Andrew Trzaska | October 24, 2012
A budget reforecast for the City of Muskegon shows a lower overall operating deficit for the city over the rest of the fiscal year, and general fund cash reserves on par with the last few years but higher than a decade ago.
According to documents obtained from the city, the city’s fund balance at the start of this fiscal year was $5,020,045, revised upward about $500,000 from an estimate made when the budget was created. At year’s end, the city will have an operating fund balance of approximately $4,805,919, meaning the city will tap into the general fund for about $217,000 to cover its operating costs for the year. This is better than the $575,000 operating deficit the city was expecting when the budget was first passed.

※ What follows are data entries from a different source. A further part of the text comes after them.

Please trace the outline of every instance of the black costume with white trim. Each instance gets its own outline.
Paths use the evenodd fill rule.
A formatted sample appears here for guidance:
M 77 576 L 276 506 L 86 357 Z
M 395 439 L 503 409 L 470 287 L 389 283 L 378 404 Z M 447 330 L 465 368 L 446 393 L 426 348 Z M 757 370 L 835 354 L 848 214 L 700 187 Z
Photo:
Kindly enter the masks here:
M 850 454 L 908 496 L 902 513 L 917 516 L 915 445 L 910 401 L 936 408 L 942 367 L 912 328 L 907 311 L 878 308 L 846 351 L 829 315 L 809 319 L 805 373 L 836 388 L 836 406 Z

The documents attribute the smaller deficit to better-than-expected retiree healthcare and pension costs, as well as a new streetlight contract with Consumers Energy.
The city commission formally amended its budget with a vote at Tuesday’s full commission meeting to reflect the numbers from the reforecast.
If this mid-year prediction holds true, the end-of year general fund balance for 2012-2013 o $4.8 million will be the third highest for the city since the year 2000. Balances consistently ran in the $2.5-3 million range from 2000 through 2008, but hit a low of $1.6 million in the economic downturn of 2009. Balances rose into the $4.5-5 million range starting with the 2010-2011 fiscal year.